In 1924, at the age of 32, Tolkien was promoted to the rank of professor. And in 1925 he was awarded the chair of Anglo-Saxon language at Oxford.

At the same time, John Ronald continues to work on The Silmarillion, creating a new incredible world. A kind of other dimension. With its own history and geography. Phenomenal animals and plants. Real and unreal beings. By its placement in time.

At the same time, working on the “great dictionary”, Tolkien gets a unique opportunity to think about the composition and appearance of tens of thousands of words. Existing and existing in the native language, incorporating Celtic origins, Latin, Scandinavian, Old German and Old French influences

It is amazing that this mind-blowing work not only did not turn Tolkien into a “priest of sciences.” But contrary to all conventional ideas, it further stimulated the artist’s gift for reviving concepts, words and legends. Helped the true creator to unite the most diverse categories of living beings and different times and spaces into his Tolkienian world. A world that has received not only an incredibly visible expression, but has amazingly clearly connected the past with the present and the future, “with its prophecies, constant striving for good, multidimensionality and complexity of ideas about the interrelations of the most, at first glance, incompatible substances.”

Artist and scientist united in Tolkien, with a truly Leonardian uniqueness. Unlike many famous philologists, John Ronald never lost his “literary soul.” His scientific works are invariably imbued with the figurativeness of the writer's thinking. At the same time, like literary creations, one admires the strength of the foundation of scientific justification.

Speaking about Tolkien's amazing bouquet of talents, one cannot fail to mention his talent as a draftsman. John Ronald, with enviable consistency and enduring mischief, illustrated many of his fairy tales and inventions. Tolkien especially loved to depict humanized trees; each time he confirmed his enduring interest in the secrets of the forest giants. Tolkien the draftsman solved several scenes from The Silmarillion... A special place among the inventions of John Ronald is occupied by the letters of Father Frost, illustrated by him, to children... The letter was specially written in the “trembling” handwriting of Father Frost, “who had just escaped from a terrible snowstorm.” The snow-covered footprints on the carpet... of the barely disappeared Santa Claus captivate children's imagination and attract with their mystery.

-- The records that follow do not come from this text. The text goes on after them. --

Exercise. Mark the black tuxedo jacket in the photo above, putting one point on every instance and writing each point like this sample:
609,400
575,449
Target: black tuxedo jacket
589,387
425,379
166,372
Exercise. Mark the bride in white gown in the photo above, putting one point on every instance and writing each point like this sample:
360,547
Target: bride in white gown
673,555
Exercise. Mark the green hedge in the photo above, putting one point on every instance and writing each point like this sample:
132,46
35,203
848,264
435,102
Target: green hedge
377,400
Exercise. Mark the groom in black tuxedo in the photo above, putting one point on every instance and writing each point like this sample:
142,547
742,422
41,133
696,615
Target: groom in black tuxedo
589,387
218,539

Tolkien's most famous books are inextricably linked. Hobbit And Lord of the Rings were written, in total, from 1925 to 1949. That is, 24 years... It all started with a daily fairy tale for children by Professor Tolkien... “A hole was dug in the ground. And in this hole lived and there was a hobbit,” Tolkien wrote on clean slate paper... And before that, there were no hobbits in Tolkien’s mythological universe. But then he appeared and was born - this charming people (or rather, people), who came from nowhere in Middle-earth. Hobbits - “short people” - are cheerful and agile with a sweet tooth, inquisitive and plump. Subtly similar to children... The main character of the first Hobbit story, Bilbo Baggins, has the same opportunities for self-expression in a huge and complex world as a child discoverer. Bilbo constantly takes risks to escape from a waterfall of threatening adventures. He must be inventive and courageous all the time. Having conceived Bilbo Baggins this way, Tolkien, as if inadvertently, tells children about the limitlessness of their possibilities. And one more interesting circumstance. Hobbits are a free people. There are no leaders in The Hobbit. And Hobbits get along just fine without them. Reflecting on the design of Bilbo's character, Tolkien would say: "I have always been impressed by the fact that we all live and exist because of the indomitable courage shown by the smallest people in seemingly hopeless situations." And after the first, tremendous success of the book, he will add more. “I am very much a Hobbit myself. Besides growth, perhaps... I love gardens and trees. Good simple food. Patterned vests. I love mushrooms straight from the forest... I go to bed late. And, if possible, I get up late.”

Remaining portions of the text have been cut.